TONY BLAIR is cashing in on his experience as Britain’s longest-serving Labour prime minister by setting up a “commercial partnership” that offers clients political and economic advice.
The business venture, Tony Blair Associates, has been disclosed by the official watchdog that scrutinises paid employment undertaken by former ministers.
The advisory committee on business appointments said in a statement on its website this weekend: “Tony Blair has established Tony Blair Associates which will allow him to provide, in partnership with others, strategic advice on a commercial and pro-bono [free] basis, on political and economic trends and governmental reform.”
The committee said it saw “no reason why he should not set up the firm forthwith”, and disclosed that this had been done this month. It is believed to be the first time a former prime minister has set up a commercial venture with the apparent intention of cashing in on time spent in office.
Since stepping down as prime minister in June 2007, Blair is said to have earned as much as £15m from a variety of business deals and a book venture.
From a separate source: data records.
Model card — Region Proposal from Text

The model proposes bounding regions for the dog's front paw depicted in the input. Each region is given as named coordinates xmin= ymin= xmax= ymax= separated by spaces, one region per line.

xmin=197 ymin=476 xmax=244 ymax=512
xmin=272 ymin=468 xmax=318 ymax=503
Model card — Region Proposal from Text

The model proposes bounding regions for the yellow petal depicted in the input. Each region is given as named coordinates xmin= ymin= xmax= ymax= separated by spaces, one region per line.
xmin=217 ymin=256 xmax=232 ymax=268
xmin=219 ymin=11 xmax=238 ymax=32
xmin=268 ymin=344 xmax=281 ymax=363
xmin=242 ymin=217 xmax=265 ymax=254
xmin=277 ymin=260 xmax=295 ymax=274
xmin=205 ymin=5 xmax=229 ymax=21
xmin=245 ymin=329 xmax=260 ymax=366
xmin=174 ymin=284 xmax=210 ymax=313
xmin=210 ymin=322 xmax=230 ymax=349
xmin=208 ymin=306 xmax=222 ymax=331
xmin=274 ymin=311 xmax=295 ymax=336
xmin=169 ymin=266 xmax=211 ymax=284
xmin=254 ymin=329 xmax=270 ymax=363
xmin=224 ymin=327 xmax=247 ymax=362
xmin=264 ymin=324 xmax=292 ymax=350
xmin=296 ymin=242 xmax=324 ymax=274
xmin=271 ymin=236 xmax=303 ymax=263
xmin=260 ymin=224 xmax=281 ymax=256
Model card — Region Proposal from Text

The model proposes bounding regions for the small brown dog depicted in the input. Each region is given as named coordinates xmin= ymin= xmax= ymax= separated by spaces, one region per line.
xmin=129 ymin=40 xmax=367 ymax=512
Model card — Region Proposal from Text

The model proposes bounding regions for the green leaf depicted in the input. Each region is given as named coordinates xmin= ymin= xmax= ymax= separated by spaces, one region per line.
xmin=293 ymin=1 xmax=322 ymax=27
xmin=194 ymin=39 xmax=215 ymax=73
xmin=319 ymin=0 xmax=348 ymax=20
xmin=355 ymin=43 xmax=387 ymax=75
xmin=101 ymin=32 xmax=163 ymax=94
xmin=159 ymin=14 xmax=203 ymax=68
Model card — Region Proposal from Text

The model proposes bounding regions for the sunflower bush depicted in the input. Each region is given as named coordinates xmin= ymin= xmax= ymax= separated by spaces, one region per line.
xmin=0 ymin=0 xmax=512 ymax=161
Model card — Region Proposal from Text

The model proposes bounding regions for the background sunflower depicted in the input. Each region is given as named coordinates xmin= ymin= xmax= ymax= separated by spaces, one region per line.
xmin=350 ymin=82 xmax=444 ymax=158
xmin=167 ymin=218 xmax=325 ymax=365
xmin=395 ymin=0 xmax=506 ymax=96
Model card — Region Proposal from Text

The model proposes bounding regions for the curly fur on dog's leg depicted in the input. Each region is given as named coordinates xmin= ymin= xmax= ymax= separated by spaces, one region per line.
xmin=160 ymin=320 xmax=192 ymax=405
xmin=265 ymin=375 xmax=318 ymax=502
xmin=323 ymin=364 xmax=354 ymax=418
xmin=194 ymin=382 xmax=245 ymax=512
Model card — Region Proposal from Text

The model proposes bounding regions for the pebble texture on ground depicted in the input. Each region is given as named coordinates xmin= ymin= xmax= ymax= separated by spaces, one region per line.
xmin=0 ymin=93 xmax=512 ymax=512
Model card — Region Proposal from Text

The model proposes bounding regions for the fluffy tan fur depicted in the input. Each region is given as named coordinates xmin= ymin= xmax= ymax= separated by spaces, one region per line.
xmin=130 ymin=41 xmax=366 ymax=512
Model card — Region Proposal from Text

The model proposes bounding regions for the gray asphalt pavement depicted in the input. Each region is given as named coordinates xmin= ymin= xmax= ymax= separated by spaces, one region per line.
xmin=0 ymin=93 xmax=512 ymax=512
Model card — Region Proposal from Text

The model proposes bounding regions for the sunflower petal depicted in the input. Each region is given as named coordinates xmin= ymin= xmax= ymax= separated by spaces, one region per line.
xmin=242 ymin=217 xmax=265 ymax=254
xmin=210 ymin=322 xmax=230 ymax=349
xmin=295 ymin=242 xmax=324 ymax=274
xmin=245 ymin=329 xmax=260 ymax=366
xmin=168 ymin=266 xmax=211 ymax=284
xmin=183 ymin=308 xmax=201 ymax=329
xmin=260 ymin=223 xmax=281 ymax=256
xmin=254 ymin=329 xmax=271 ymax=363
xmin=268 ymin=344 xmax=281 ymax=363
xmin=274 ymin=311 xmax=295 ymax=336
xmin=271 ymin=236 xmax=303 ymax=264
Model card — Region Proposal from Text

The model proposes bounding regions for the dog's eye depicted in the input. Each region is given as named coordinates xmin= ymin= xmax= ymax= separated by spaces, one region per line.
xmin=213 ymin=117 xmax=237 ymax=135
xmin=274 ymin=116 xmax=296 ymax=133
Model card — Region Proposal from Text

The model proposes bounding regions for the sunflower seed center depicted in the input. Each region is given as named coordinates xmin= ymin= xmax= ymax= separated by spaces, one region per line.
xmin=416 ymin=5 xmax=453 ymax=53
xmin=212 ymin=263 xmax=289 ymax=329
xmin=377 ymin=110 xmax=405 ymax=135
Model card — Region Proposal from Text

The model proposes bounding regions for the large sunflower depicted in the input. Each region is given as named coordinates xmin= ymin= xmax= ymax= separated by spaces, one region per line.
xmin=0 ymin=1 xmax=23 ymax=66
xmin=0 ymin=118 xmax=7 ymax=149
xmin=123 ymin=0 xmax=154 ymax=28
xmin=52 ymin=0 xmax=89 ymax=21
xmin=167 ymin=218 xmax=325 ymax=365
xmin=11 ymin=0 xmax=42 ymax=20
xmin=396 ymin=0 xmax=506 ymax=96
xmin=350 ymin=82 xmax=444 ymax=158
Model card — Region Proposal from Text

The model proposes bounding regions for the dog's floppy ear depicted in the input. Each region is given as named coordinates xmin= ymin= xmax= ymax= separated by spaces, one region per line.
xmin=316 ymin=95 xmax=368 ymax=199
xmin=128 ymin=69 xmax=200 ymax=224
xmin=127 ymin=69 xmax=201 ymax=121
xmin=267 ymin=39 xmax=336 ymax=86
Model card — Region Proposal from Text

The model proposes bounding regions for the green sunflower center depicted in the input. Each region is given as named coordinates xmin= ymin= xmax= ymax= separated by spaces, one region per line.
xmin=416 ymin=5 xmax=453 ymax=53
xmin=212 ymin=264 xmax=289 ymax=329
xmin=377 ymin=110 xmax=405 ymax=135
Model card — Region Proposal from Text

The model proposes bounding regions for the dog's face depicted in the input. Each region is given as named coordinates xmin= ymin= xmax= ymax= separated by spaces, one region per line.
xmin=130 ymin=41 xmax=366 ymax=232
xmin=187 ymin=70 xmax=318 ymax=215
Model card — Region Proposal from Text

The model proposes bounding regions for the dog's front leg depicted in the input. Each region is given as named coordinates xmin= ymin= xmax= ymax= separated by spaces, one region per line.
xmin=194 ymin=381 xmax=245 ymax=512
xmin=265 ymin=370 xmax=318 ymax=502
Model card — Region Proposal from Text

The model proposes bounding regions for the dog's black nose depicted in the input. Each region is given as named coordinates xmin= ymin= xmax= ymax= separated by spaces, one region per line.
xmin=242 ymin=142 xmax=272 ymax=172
He has been paid a £4.5m advance for his Downing Street memoirs, a £2.5m salary as a part-time adviser to the American investment bank JP Morgan Chase and £2m for an adviser’s role with the Swiss firm Zurich Financial Services.
He has also worked on the after-dinner lecture circuit. Last year a Spanish newspaper reported that he had earned up to £240,000 for making a 90-minute speech to 2,000 entrepreneurs in Barcelona.
Blair also receives a taxpayer-funded pension of £63,468 a year, plus an annual £84,000 allowance to run a private office.
A spokesman for Blair said the purpose of Tony Blair Associates was to better organise management of his time so that his core activities in the Middle East would be unaffected. The spokesman has previously played down reports of huge earnings, saying Blair spends “the vast majority” of his time on his unpaid work as Middle East envoy for the European Union, the United Nations, the United States and Russia, on climate change and on working with his charity, the Tony Blair Faith Foundation.
Mike Warburton, a senior tax partner at the accountants Grant Thornton, said that if Tony Blair Associates had been set up as a simple partnership rather than as a limited company, it would not have to make public its income and profit.